Come to the second way steel manufacturers can potentially beat the trend. Put the plant up at such a low capital cost that the next thing you know is that even your gateman is being poached by competition. Jai Balaji commissioned an integrated million tonnes at Rs 1,600 crore compared to today`s prevailing benchmark of around Rs 3,000 crore.
A combination of various eurekas worked here; the company assumed the commissioning responsibility, deconstructed the project into various modules, negotiated aggressively with respective vendors and in certain instances ventured to create the module itself.
Reference: Jai Balaji reverse engineered its blast furnace with in-house technical capacity at a fraction of the nameplate quotation. When it encountered fleeting acquisition opportunities of HEG Limited`s steel plant and Nilachal Ispat, it immediately paid a cumulative Rs 133 crore cash down; the entire proceeds are likely to be recovered in the first half of 2008-09.
And then, there is the old fashioned way of making money. Doing it through a route that uses a lower proportion of raw material and cash. Jai Balaji is within striking distance of the hot metal cost of Tata Metaliks, an industry benchmark.
This is how the company will reinforce this competitive position: its blast furnace achieved a loading of 2.7 tonnes per cubic metre, which is higher than the industry benchmark of 2.5 tonnes per cubic metre, indicating that fabricated blast furnaces do work.
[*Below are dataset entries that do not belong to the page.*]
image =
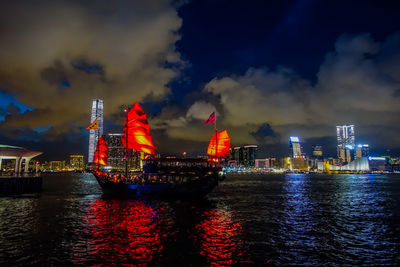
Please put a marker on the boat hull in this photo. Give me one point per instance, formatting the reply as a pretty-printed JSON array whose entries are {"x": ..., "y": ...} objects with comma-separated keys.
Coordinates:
[{"x": 196, "y": 188}]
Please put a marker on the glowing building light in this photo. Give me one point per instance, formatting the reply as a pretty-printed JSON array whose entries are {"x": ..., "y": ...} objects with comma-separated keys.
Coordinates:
[
  {"x": 376, "y": 158},
  {"x": 97, "y": 113}
]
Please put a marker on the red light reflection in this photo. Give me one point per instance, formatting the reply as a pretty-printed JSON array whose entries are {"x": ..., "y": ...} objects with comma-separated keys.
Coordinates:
[
  {"x": 219, "y": 238},
  {"x": 120, "y": 233}
]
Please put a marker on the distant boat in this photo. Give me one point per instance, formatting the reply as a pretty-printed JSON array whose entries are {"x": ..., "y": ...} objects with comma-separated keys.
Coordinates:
[{"x": 165, "y": 177}]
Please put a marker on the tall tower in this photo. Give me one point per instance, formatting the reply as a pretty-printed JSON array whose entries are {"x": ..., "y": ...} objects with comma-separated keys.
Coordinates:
[
  {"x": 346, "y": 141},
  {"x": 295, "y": 147},
  {"x": 97, "y": 113}
]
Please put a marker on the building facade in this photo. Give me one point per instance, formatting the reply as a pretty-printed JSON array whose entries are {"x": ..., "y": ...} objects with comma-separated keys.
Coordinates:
[
  {"x": 345, "y": 142},
  {"x": 295, "y": 147},
  {"x": 317, "y": 151},
  {"x": 76, "y": 162},
  {"x": 244, "y": 156},
  {"x": 97, "y": 113}
]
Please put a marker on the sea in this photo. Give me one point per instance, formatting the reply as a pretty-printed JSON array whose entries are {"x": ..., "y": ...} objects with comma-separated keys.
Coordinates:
[{"x": 247, "y": 220}]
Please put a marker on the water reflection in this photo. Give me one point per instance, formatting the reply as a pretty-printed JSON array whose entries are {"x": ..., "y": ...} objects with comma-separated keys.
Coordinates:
[
  {"x": 120, "y": 232},
  {"x": 297, "y": 224},
  {"x": 219, "y": 237},
  {"x": 361, "y": 220}
]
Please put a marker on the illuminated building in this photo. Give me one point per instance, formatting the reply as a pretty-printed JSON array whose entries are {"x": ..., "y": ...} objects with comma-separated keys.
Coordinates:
[
  {"x": 345, "y": 142},
  {"x": 317, "y": 151},
  {"x": 298, "y": 164},
  {"x": 19, "y": 154},
  {"x": 57, "y": 165},
  {"x": 295, "y": 148},
  {"x": 97, "y": 113},
  {"x": 362, "y": 151},
  {"x": 76, "y": 162},
  {"x": 244, "y": 156}
]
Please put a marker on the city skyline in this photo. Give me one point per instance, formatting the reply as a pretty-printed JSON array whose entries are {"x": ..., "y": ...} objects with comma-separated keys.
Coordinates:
[{"x": 270, "y": 70}]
From a more strategic perspective, it dispensed with the pig iron route for the scale up to 3 million TPA as it foresaw a sharp run up in coke costs and opted for the DRI alternative, which has now been proved bang-on. It could either have acquired an iron ore mine or invested in a sinter plant (to utilise the fines); it invested Rs 300 crore in a sinter plant instead, which will shave off Rs 2,500-plus per tonne of end product.
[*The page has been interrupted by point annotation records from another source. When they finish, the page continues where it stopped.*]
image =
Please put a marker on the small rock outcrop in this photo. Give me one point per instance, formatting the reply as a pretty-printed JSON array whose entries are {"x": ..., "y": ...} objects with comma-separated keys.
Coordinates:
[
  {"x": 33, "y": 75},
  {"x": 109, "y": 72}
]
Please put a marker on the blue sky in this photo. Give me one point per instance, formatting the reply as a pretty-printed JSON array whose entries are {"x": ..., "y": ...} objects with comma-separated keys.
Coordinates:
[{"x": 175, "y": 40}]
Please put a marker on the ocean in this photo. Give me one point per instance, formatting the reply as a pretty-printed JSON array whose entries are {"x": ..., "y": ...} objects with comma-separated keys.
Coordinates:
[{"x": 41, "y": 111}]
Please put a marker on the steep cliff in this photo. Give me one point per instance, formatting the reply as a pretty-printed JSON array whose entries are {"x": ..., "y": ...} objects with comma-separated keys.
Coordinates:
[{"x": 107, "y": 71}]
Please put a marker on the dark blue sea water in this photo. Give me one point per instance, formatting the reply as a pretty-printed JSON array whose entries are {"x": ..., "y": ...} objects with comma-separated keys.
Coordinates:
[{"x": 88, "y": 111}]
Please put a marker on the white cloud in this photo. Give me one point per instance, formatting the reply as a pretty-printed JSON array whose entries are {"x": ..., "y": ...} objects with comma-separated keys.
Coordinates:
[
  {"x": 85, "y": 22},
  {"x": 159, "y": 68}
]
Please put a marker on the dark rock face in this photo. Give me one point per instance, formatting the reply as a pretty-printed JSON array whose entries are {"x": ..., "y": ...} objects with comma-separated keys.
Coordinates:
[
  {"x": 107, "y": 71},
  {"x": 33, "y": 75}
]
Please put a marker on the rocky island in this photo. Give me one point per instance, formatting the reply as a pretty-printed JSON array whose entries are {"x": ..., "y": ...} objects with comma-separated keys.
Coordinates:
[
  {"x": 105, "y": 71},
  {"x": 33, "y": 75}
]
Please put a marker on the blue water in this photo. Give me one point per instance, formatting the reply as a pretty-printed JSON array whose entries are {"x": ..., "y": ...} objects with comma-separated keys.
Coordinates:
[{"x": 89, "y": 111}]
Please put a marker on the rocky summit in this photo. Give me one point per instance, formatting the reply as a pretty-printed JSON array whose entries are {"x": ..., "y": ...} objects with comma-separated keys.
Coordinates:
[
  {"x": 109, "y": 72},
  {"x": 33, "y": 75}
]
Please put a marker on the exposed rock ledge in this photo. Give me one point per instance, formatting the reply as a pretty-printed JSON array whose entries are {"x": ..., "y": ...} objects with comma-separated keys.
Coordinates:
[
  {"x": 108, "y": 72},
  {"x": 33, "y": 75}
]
In my understanding, this is more of a masterstroke than the company is likely to be credited for; not owning a mine on its books will probably invite large governmental allocation; when this transpires, the company will be able to utilize lumps (30 per cent of mine output) and fines (70 per cent of mine output) making a complete use of all its ore.
And finally, the argument of scale. Jai Balaji at an integrated 1.2 million tonnes today is the second or third largest coal-based steel manufacturer in India. It expects to add 2 million TPA in another 40 months (first phase) and another 5 million TPA in the following 30 months (5 million tonnes steel, 3 million tonnes cement and 1,215 MW power plant in Purulia, for Rs 16,000 crore).
That is a consolidated 8 million TPA (coking coal mine, coal mine, coke oven, iron ore, coal, coal washery, pig iron, sinter pallet, sponge iron, SMS, billet, TMT bars and wire rods, alloy steel, steel rounds and bars, power, ferro alloy and ductile pipes) across four locations by 2014. The company has also received a primary approval from the West Bengal government to set up a steel SEZ in the state.
So what will a combination of these four strategic directions do for Jai Balaji?
• Increase revenues to Rs 25,000 crore in about six year from now
• Enhance EBIDTA margins to in excess of 40 per cent in good markets
• And keep its fully diluted equity of around Rs 65 crore (management estimate, not mine)
You don`t need a calculator for that one.